Mr. Daney, listening on the extension in the office of the manager, recognized the voice instantly as Nan Brent's.

"Go on, Mrs. McKaye," he ordered. "That's the Brent girl calling Port Agnew."

"Hello, Miss Brent. This is Donald McKaye's mother speaking. Can you hear me distinctly?"

"Yes, Mrs. McKaye, quite distinctly."

"Donald is ill with typhoid fever. We are afraid he is not going to get well, Miss Brent. The doctors say that is because he does not want to live. Do you understand why this should be?"

"Yes; I think I understand perfectly."

"Will you come back to Port Agnew and help save him? We all think you can do it, Miss Brent. The doctors say you are the only one that can save him." There was a moment of hesitation. "His family desires this, then?" "Would I telephone across the continent if we did not?"

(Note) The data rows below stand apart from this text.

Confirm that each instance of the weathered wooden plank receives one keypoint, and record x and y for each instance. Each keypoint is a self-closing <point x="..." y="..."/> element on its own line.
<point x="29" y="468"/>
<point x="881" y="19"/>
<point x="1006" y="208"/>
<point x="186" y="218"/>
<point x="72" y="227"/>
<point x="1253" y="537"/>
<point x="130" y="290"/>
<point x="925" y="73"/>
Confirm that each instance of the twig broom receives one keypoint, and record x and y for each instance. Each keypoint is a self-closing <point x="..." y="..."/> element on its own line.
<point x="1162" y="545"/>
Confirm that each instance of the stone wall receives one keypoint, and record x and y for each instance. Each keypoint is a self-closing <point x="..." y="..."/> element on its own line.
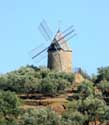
<point x="60" y="60"/>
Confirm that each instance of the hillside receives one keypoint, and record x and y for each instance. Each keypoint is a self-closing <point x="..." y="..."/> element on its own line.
<point x="40" y="96"/>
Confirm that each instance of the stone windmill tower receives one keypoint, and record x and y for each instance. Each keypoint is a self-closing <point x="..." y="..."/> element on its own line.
<point x="59" y="53"/>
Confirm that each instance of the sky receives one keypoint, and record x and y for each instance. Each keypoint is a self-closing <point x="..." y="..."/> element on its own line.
<point x="19" y="33"/>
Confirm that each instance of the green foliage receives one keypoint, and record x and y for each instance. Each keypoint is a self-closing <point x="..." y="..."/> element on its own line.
<point x="9" y="108"/>
<point x="102" y="75"/>
<point x="43" y="116"/>
<point x="31" y="79"/>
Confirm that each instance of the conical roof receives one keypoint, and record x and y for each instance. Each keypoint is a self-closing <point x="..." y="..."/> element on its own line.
<point x="60" y="42"/>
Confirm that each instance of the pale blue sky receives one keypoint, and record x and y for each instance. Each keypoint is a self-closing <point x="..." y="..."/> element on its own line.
<point x="19" y="20"/>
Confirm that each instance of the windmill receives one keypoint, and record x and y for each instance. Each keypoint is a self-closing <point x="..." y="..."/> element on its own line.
<point x="59" y="53"/>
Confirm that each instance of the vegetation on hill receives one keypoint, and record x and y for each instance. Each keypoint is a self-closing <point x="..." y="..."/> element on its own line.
<point x="88" y="104"/>
<point x="31" y="79"/>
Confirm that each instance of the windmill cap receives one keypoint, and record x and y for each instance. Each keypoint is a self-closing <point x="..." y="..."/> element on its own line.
<point x="60" y="41"/>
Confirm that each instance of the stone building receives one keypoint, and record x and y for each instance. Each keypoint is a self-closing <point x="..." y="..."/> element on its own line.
<point x="59" y="54"/>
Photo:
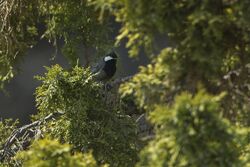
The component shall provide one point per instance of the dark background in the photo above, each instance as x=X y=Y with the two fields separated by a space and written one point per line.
x=20 y=103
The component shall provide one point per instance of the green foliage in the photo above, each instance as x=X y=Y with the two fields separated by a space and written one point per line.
x=17 y=33
x=190 y=133
x=47 y=153
x=208 y=44
x=6 y=128
x=147 y=86
x=89 y=123
x=73 y=21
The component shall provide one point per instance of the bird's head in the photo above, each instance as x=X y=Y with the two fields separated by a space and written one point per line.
x=110 y=56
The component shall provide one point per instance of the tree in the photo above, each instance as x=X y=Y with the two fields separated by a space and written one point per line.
x=195 y=91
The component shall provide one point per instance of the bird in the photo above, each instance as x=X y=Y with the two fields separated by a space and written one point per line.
x=105 y=69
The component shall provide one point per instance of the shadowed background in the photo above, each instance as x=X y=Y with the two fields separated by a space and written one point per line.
x=20 y=103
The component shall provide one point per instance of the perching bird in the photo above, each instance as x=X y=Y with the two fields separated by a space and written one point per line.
x=106 y=68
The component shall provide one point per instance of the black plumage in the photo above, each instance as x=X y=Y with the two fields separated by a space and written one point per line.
x=106 y=68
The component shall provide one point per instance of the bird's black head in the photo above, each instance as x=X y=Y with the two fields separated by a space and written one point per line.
x=110 y=57
x=110 y=64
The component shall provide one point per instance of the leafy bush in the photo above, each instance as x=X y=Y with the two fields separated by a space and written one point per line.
x=190 y=133
x=47 y=153
x=89 y=123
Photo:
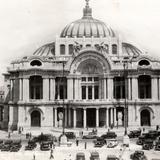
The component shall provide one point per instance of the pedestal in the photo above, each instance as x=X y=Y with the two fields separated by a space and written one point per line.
x=63 y=141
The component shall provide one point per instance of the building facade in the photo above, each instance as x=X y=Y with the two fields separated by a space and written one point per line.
x=88 y=77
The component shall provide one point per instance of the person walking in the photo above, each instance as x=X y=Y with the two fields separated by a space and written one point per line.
x=51 y=154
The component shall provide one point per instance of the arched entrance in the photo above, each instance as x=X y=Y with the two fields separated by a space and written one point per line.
x=91 y=117
x=145 y=118
x=35 y=119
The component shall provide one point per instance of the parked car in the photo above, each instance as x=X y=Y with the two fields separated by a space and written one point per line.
x=80 y=156
x=134 y=134
x=70 y=135
x=109 y=135
x=94 y=156
x=111 y=143
x=148 y=144
x=112 y=157
x=90 y=135
x=157 y=146
x=45 y=146
x=99 y=142
x=138 y=155
x=31 y=145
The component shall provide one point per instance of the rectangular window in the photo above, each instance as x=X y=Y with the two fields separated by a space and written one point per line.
x=83 y=92
x=89 y=92
x=96 y=92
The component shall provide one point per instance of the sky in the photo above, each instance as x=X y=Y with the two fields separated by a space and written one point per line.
x=28 y=24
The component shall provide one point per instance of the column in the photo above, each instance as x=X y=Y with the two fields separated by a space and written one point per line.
x=10 y=116
x=55 y=117
x=70 y=88
x=52 y=89
x=111 y=115
x=110 y=88
x=134 y=88
x=20 y=89
x=107 y=122
x=84 y=118
x=74 y=118
x=87 y=92
x=154 y=85
x=97 y=117
x=115 y=117
x=76 y=89
x=65 y=112
x=25 y=89
x=129 y=88
x=93 y=92
x=69 y=117
x=104 y=88
x=45 y=89
x=11 y=89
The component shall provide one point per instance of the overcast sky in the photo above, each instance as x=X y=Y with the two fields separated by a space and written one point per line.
x=28 y=24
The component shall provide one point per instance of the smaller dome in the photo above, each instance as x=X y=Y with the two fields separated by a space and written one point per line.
x=46 y=50
x=129 y=49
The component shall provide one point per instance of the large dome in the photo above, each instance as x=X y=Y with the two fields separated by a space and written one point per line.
x=87 y=26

"I'll come, Mrs. McKaye--for his sake and yours. I suppose you understand why I left Port Agnew. If not, I will tell you. It was for his sake and that of his family."

"Thank you. I am aware of that, Miss Brent. Ah--of course you will be amply reimbursed for your time and trouble, Miss Brent. When he is well--when all danger of a relapse has passed--I think you realize, Miss Brent, all of the impossible aspects of this unfortunate affair which render it necessary to reduce matters strictly to a business basis."

"Quite, dear Mrs. McKaye. I shall return to Port Agnew--on business--starting to-morrow morning. If I arrive in time, I shall do my best to save your son, although to do so I shall probably have to promise not to leave him again. Of course, I realize that you do not expect me to keep that promise."

"Oh, I'm so sorry, my dear girl, that I cannot say 'No' to that. But then, since you realized, in the first place, how impossible"

"Good-night. I must pack my trunk."

"Just a minute, my girl," Andrew Daney interrupted. "Daney speaking. When you get to Chicago, call up the C.M. St. P. station. I'll have a special train waiting there for you."

"Thank you, Mr. Daney. I'm sorry you cannot charter an airplane for me from New York to Chicago. Good-night, and tell Donald for me whatever you please."

"Send him a telegram," Daney pleaded. "Good-by." He turned to the chief operator and looked her squarely in the eyes. "The Laird likes discreet young women," he announced meaningly, "and rewards discretion. If you're not the highest paid chief operator in the state of Washington from this on, I'm a mighty poor guesser."

The girl smiled at him, and suddenly, for the first time in all his humdrum existence, Romance gripped Mr. Daney. He was riotously happy--and courageous! He thrust a finger under the girl's chin and tilted it in a most familiar manner, at the same time pinching it with his thumb.